Geary v UPS Pty Ltd  NSWPICPD 47
Personal Injury Commission of NSW, Phillips J, 17 February 2021
This matter dealt with an appeal against the decision of a Member of the Workers Compensation Division, and considered the application of estoppel principles set out in Port of Melbourne Authority v Anshun Pty Ltd  HCA 45; 147 CLR 589. It highlights that Tribunals are not immune from the long existing estoppel considerations that are ventilated in the courts of NSW.
Mr Geary suffered an injury whilst at work on 1 February 2018 and commenced proceedings in the then Workers Compensation Commission. That matter was determined in 2019 by way of consent, where he agreed to an order for the respondent for his “allegation of injury and/or consequential condition” to the neck. In subsequent proceedings commenced in 2021, a claim was made for a “disease” type injury to the neck as a result of the nature and conditions of this employment.
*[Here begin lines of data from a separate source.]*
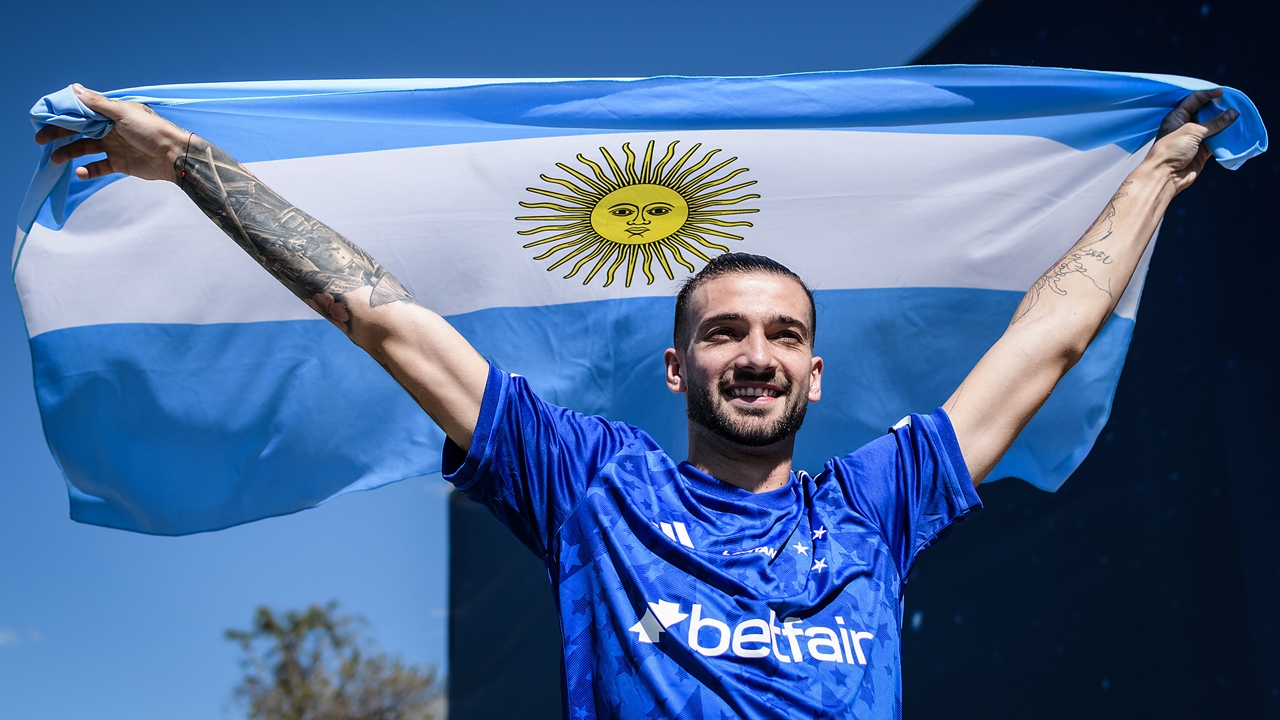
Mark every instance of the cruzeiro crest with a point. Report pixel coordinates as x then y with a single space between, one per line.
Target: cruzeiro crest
631 214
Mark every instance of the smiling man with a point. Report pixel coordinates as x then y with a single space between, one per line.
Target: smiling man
728 584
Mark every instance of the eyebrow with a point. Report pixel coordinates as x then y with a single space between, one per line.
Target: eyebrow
737 318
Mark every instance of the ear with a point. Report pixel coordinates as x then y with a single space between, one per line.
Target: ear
816 379
675 370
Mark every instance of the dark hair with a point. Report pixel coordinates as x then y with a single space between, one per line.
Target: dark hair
731 263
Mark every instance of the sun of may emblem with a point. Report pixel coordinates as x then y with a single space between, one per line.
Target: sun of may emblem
631 214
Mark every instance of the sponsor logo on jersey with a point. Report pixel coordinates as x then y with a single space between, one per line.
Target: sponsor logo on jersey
787 641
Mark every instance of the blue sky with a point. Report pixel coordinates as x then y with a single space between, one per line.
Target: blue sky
106 624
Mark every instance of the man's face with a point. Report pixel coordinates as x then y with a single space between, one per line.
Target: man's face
748 369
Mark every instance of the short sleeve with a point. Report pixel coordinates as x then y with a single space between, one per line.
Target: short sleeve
913 484
530 461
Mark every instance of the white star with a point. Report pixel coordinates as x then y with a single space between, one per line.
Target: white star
668 613
659 616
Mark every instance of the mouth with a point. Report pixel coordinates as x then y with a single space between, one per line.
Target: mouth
753 393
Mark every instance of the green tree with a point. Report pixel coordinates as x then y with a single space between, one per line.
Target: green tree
314 665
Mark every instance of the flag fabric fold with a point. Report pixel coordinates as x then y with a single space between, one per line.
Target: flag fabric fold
183 390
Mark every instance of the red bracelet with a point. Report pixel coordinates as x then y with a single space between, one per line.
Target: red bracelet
182 176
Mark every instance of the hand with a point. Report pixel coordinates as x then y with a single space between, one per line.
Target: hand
1179 147
142 144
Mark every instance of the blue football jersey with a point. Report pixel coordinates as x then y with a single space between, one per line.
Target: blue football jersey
682 596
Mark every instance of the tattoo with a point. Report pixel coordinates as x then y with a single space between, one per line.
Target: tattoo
1078 259
314 261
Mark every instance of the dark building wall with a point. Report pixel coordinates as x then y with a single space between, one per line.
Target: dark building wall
504 648
1150 584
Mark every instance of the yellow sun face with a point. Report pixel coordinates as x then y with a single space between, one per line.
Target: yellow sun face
639 212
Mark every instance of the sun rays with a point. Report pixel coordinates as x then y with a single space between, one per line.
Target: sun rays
621 217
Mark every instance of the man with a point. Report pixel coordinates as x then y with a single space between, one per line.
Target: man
727 584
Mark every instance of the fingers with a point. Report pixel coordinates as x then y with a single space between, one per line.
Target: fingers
1220 122
99 103
1196 100
1185 110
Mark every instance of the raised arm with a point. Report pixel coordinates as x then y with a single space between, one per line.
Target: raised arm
1068 305
332 274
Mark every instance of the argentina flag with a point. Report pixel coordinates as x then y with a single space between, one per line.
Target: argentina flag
551 222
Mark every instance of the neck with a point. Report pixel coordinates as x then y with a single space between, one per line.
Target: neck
754 469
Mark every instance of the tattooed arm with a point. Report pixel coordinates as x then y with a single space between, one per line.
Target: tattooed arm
1066 308
328 272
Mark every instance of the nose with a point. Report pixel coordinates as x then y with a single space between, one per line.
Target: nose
757 354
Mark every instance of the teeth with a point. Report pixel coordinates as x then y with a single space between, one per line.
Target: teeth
754 392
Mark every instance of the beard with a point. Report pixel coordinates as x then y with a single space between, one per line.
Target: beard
704 410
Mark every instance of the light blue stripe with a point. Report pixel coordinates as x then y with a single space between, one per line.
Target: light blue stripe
173 429
1078 108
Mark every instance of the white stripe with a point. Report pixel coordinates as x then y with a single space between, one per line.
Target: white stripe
682 533
844 209
667 531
At first instance, the Member found that the claimant was estopped from pursuing this subsequent allegation, relying upon the application of Anshun estoppel principles in consideration of the earlier 2019 proceedings.
Mr Geary appealed. On appeal, the issues requiring determination, amongst other things, were whether the Member erred in applying the Anshun estoppel principles, and whether the 2021 allegation of injury was a “claim or issue” connected with the 2019 proceedings.
Held: There was no error in the Member’s determination that Mr Geary was estopped from making his 2021 claim. The Member’s determination was confirmed.
1. The Member’s finding that the disease injury to the neck was a claim or issue connected with the subject matter of the 2019 proceedings was not an error of discretion (House v The King (1936) 55 CLR 499). The argument that the 2021 claim was not a claim or issue connected with the 2019 proceedings concentrated on the ultimate conclusion in the 2019 proceedings rather than the principles associated with Anshun estoppel. – This was a significant finding from an Anshun point of view in terms of what the High Court said about conflicting judgments with respect to the same transaction.  What is required is an assessment of substance, and not form of the proceedings. To assert that the
claim in relation to the neck injury was not a claim or issue connected with the 2019 proceedings was artificial. Whilst there may have been some differences in the proceedings, the overlap in facts were more than great, and essentially the same.  The claimant’s solicitors were not ignorant to the medical evidence regarding the nature of the claimant’s neck injury, and in the 2021 proceedings, they relied on some of the same evidence as in 2019. This does not mean that all claims need to be brought at once. It is possible to pursue different statutory benefits in different sets of proceedings, however this does not mean that every decision in a workers compensation matter to litigate separate claims will always be permissible from an Anshun point of view. Anshun requires a case-by-case consideration as to whether or not that principle applies to estop a claim. The
question to consider is whether it was unreasonable not to have pleaded the cause in an earlier action.